Coffee Flour is a new, nutrient-dense flour made from the flesh of coffee cherries, which is usually discarded when harvesting coffee beans.

Over ten million tons of solid and liquid residues are produced from the coffee manufacturing process every year. The process extracts the desired bean – which eventually goes into your morning latte – from the soft, fleshy cherry. All the residues of this process, including the unwanted cherry flesh, are usually discarded as a pulp. Using a low temperature drying process followed by mechanical milling, Coffee Flour has found a way to make use of this environmentally problematic, yet nutrient-rich, coffee pulp.

Why you should care

In Central and South America in particular, coffee beans are separated from the fleshy berries using a wet process, creating tons of pulp and polluted water that lead to eutrophication when discarded in nearby bodies of water.
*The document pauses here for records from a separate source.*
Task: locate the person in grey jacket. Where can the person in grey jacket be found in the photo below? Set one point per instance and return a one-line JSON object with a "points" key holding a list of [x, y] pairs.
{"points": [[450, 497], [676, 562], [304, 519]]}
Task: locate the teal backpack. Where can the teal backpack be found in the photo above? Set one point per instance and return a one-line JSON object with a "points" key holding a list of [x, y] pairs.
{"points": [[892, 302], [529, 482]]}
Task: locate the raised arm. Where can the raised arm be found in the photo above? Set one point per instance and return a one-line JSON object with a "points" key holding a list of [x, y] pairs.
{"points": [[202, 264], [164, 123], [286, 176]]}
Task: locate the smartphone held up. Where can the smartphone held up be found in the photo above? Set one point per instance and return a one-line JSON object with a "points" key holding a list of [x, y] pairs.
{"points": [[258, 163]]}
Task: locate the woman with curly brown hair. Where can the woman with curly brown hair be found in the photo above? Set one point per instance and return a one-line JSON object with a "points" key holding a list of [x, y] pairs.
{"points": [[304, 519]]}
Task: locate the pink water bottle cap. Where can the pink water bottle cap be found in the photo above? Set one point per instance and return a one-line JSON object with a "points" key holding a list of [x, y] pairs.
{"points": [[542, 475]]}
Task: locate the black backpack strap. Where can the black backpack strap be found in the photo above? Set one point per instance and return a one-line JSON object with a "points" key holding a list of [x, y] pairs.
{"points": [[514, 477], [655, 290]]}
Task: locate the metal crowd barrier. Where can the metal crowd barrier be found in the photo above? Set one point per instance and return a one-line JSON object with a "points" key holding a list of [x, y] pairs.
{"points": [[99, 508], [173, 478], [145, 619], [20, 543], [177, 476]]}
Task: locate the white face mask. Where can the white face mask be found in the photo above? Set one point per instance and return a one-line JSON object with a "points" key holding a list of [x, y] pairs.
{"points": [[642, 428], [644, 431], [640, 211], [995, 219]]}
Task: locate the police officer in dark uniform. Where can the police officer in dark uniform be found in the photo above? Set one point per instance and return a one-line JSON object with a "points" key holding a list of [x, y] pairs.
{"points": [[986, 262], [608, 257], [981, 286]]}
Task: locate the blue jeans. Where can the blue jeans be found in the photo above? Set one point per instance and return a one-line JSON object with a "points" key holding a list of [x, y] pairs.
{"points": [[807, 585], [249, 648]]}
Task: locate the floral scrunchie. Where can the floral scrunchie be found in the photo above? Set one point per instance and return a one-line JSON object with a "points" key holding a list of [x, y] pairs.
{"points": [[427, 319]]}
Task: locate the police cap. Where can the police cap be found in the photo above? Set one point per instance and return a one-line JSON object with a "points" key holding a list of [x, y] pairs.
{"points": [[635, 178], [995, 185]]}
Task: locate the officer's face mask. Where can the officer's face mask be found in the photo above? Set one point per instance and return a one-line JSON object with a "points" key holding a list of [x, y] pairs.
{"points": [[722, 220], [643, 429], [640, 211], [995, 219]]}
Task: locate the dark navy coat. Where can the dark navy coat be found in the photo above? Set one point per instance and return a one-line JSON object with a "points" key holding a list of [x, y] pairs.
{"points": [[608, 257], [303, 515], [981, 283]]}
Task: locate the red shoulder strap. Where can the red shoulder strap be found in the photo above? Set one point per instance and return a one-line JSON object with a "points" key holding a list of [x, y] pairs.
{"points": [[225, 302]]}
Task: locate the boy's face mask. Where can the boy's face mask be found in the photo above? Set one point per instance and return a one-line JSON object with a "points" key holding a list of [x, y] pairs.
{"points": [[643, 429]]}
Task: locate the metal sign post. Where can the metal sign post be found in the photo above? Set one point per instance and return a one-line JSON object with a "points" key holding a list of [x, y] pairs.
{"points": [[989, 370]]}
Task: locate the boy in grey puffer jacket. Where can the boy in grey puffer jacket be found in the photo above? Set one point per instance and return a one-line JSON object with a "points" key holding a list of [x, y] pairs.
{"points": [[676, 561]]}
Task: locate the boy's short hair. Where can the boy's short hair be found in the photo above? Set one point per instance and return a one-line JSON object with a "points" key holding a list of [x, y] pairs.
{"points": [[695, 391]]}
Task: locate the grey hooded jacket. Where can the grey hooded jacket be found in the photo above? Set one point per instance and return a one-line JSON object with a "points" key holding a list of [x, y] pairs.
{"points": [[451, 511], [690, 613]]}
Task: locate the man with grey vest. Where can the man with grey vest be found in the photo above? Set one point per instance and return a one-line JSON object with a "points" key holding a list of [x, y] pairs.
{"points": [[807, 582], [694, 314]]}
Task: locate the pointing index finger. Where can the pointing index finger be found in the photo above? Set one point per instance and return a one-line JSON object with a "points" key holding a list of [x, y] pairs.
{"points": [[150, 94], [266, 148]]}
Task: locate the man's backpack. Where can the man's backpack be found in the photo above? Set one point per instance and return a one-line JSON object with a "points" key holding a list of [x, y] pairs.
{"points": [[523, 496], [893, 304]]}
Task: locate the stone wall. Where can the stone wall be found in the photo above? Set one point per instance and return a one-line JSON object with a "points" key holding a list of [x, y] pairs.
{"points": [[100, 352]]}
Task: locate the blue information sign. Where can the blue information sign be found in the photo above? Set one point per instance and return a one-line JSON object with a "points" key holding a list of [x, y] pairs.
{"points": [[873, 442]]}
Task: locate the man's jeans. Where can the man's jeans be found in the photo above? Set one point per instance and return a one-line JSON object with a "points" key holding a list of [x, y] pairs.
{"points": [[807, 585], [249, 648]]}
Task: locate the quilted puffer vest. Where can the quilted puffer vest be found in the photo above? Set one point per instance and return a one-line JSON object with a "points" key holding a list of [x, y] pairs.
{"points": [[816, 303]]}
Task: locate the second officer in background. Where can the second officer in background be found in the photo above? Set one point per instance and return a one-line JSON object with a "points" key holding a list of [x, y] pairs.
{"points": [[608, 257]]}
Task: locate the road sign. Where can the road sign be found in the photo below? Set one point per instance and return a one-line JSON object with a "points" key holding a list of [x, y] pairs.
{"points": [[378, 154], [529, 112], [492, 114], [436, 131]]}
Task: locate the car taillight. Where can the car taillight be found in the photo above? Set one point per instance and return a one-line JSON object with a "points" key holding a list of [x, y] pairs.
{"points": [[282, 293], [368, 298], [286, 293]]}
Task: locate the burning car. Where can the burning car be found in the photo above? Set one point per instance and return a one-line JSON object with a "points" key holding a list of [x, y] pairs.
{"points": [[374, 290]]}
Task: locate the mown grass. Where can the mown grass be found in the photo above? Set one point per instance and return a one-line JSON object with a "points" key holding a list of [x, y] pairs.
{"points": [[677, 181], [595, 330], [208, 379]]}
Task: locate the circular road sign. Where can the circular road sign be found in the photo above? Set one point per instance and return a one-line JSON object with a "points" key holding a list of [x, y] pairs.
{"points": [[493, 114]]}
By utilizing this waste product, farmers are encouraged to make their production processes more sustainable, and they receive additional income from otherwise unused by-products.

How the Global Goals are addressed

Good health and well-being

Coffee Flour is packed with surprising nutrient benefits, with more protein per gram than kale, more potassium per gram than bananas and more fiber per gram than whole grain wheat flour.

Responsible Consumption and Production

By using the flesh of coffee cherries to make a flour alternative, Coffee Flour could help to reduce the demand for new agricultural land to grow traditional flour sources such as wheat.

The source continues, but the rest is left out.